Negli ultimi venti minuti il film chiosa con una riproduzione meticolosa e integrale dell’esibizione dei Queen al Live Aid. Scelta finalmente un po’ più coraggiosa e innovativa che mette in evidenza ancora una volta l’interpretazione appassionata di Rami Malek mentre emula un mostro sacro del Rock nel suo habitat ideale, il palco, confermando che la resa delle performance live è il vero punto di forza di questo film.
Bohemian Rhapsody, insomma, è il tentativo dei Queen di oggi (May e Taylor) di raccontare la loro storia cercando di ammaliare il pubblico mondiale. Il risultato è un film che intrattiene e che commuove, la sensazione, però, è che l’obiettivo finale sia di ridare luce a una band il cui momento di gloria è finito più di vent’anni fa, piuttosto che quello di lasciare un “testamento artistico”, un racconto onesto e senza veli che solo chi riconosce l’arrivo della fine dei suoi giorni (artistici e non) ha il coraggio di dare.
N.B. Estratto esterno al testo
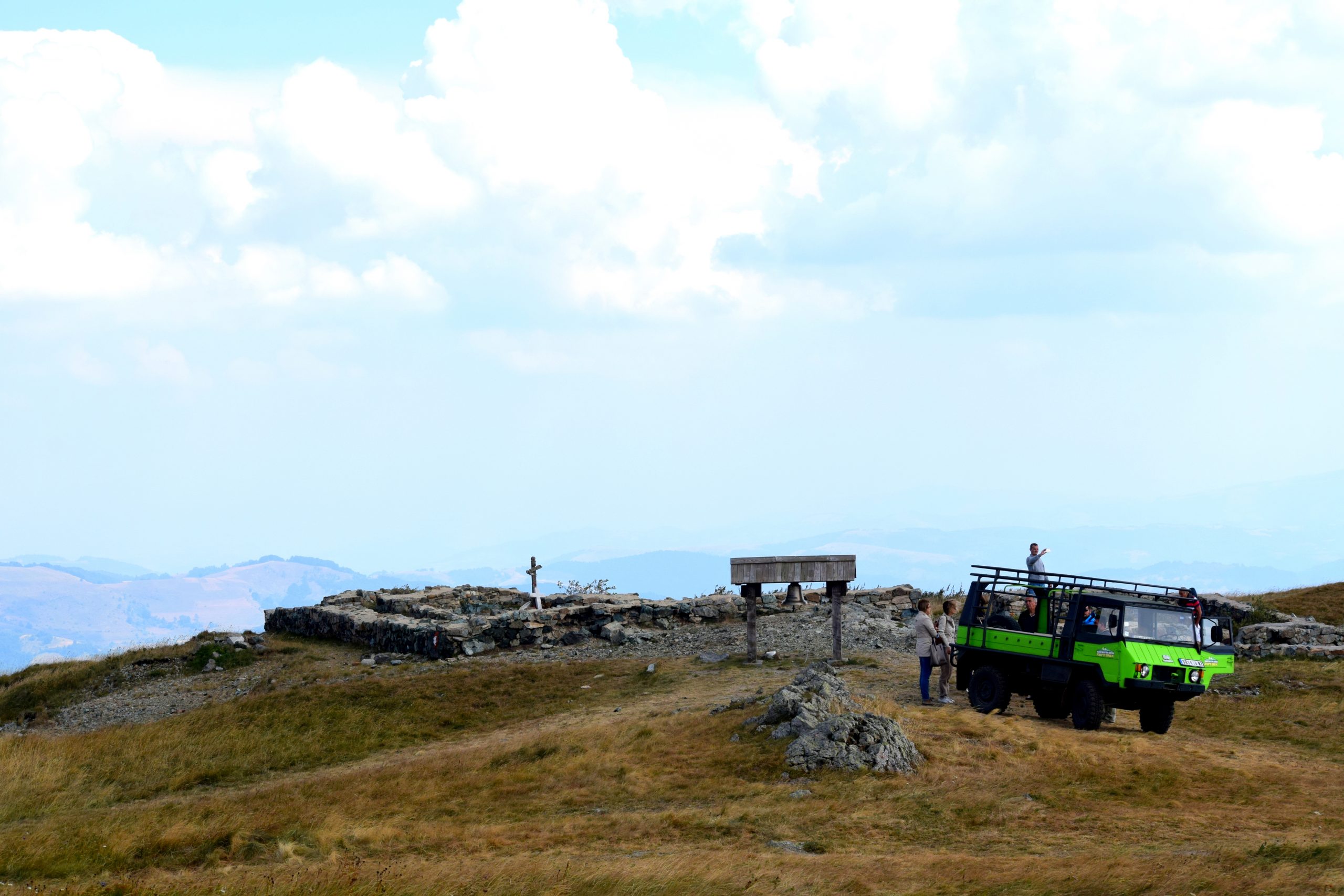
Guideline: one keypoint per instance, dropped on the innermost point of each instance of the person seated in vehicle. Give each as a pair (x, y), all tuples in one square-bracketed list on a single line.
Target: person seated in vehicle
[(1000, 617), (1028, 620)]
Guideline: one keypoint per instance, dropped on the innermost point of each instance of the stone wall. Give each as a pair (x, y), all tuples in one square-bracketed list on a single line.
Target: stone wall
[(1294, 638), (471, 620)]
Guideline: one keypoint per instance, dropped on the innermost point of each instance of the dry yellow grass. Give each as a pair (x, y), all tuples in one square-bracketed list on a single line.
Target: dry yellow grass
[(1326, 602), (659, 800)]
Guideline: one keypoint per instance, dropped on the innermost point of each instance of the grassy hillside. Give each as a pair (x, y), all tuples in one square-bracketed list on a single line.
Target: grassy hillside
[(517, 778), (1326, 602)]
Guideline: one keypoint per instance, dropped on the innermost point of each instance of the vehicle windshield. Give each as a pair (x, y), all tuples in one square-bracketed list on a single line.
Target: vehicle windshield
[(1151, 624)]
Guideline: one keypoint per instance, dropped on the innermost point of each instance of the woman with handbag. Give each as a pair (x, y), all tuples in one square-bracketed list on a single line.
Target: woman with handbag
[(925, 640), (947, 629)]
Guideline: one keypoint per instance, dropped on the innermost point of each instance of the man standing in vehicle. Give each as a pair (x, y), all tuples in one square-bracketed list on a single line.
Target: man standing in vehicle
[(1037, 571)]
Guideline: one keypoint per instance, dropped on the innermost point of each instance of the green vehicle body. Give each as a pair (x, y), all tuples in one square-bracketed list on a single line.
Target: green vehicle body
[(1146, 650)]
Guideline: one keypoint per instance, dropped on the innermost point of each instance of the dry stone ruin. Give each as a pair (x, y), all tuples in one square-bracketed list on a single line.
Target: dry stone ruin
[(443, 623)]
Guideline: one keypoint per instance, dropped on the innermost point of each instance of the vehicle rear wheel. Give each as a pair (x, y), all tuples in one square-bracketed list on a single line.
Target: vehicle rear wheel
[(988, 690), (1050, 704), (1156, 716), (1088, 705)]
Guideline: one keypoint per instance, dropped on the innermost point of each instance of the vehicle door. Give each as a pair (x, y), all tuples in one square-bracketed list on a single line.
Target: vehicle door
[(1097, 638)]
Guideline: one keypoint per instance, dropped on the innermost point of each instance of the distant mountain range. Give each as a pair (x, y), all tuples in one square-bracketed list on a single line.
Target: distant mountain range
[(51, 610), (54, 608)]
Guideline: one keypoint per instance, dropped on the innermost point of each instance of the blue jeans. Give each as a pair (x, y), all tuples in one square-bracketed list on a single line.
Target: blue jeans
[(925, 671)]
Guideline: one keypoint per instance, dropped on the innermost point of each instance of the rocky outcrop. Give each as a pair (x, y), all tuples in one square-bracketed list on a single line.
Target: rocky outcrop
[(853, 742), (441, 623), (1294, 638), (819, 712)]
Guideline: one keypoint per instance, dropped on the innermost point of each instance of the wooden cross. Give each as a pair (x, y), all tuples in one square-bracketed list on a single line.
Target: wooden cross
[(533, 571)]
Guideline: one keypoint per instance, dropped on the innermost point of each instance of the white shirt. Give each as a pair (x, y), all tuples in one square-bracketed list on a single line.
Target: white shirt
[(1037, 568)]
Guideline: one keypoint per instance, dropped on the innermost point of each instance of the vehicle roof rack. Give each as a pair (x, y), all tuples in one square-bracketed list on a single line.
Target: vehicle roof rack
[(1012, 577)]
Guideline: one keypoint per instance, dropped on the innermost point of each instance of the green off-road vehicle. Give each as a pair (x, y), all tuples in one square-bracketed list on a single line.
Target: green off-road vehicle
[(1096, 645)]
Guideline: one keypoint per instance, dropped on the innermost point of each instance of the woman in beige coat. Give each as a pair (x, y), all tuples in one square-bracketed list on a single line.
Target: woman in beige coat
[(925, 636), (947, 629)]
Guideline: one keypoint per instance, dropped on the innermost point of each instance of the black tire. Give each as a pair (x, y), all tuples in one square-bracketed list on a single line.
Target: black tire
[(1156, 716), (1050, 704), (988, 690), (1088, 705)]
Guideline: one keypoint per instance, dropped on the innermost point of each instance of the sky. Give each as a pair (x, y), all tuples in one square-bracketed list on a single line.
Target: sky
[(392, 285)]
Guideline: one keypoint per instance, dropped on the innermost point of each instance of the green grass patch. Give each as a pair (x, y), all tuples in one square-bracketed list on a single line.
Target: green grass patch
[(1315, 855), (292, 730), (42, 690), (225, 656)]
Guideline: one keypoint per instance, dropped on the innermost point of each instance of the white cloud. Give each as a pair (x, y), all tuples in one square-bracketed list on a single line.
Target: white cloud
[(88, 368), (226, 182), (282, 275), (362, 141), (893, 58), (1269, 163), (640, 188), (162, 362)]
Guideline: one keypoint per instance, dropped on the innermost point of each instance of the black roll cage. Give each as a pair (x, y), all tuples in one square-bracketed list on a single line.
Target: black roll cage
[(1066, 594)]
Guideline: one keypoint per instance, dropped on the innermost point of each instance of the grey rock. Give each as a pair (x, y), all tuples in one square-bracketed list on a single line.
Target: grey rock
[(853, 742), (807, 702)]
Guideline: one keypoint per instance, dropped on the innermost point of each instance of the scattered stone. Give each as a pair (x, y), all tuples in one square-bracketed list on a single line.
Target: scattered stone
[(1295, 637)]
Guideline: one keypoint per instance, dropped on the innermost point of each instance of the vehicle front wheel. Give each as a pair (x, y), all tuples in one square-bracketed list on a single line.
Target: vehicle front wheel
[(1089, 707), (1156, 716), (1050, 704), (988, 690)]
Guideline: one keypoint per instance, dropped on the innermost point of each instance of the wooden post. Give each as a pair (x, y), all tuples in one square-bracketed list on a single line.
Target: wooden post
[(750, 593), (835, 590), (537, 596)]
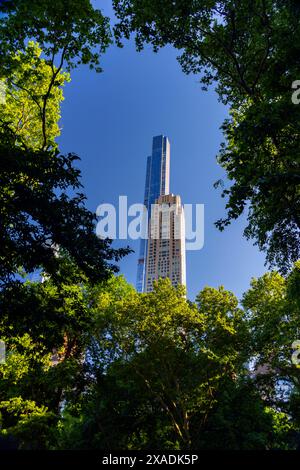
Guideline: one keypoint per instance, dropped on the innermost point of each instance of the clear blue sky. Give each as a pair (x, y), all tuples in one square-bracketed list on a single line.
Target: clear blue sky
[(109, 120)]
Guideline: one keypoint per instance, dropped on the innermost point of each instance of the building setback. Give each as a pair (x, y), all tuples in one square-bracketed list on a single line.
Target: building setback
[(163, 253), (157, 184), (166, 243)]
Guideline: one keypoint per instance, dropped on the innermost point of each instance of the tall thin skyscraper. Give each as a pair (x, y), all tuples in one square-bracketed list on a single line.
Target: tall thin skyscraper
[(157, 184), (166, 244)]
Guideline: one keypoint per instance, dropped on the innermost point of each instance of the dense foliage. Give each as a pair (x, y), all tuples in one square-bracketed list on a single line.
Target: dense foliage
[(90, 363)]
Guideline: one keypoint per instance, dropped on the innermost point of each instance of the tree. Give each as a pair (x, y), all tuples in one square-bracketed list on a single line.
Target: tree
[(21, 115), (159, 367), (251, 50), (67, 32), (272, 306)]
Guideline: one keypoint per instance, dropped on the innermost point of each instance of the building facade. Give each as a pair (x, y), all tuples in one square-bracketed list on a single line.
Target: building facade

Manca un po’ di realismo, un po’ di durezza e perché no, antipatia. Manca qualcuno che per una volta dica la cosa sbagliata al momento sbagliato, qualcosa che ci allontani dall’atmosfera di fiaba che caratterizza tutto il film. Ma più di tutto ci manca il Freddie di “Innuendo”, ultimo capolavoro dei Queen, registrato tra Londra e Montreux e pubblicato pochi mesi prima della sua morte. Manca il ricordo di un uomo che usa la sua Arte per rimanere attaccato alla vita fino all’ultimo respiro e così facendo vince la morte stessa, trasformandosi in leggenda.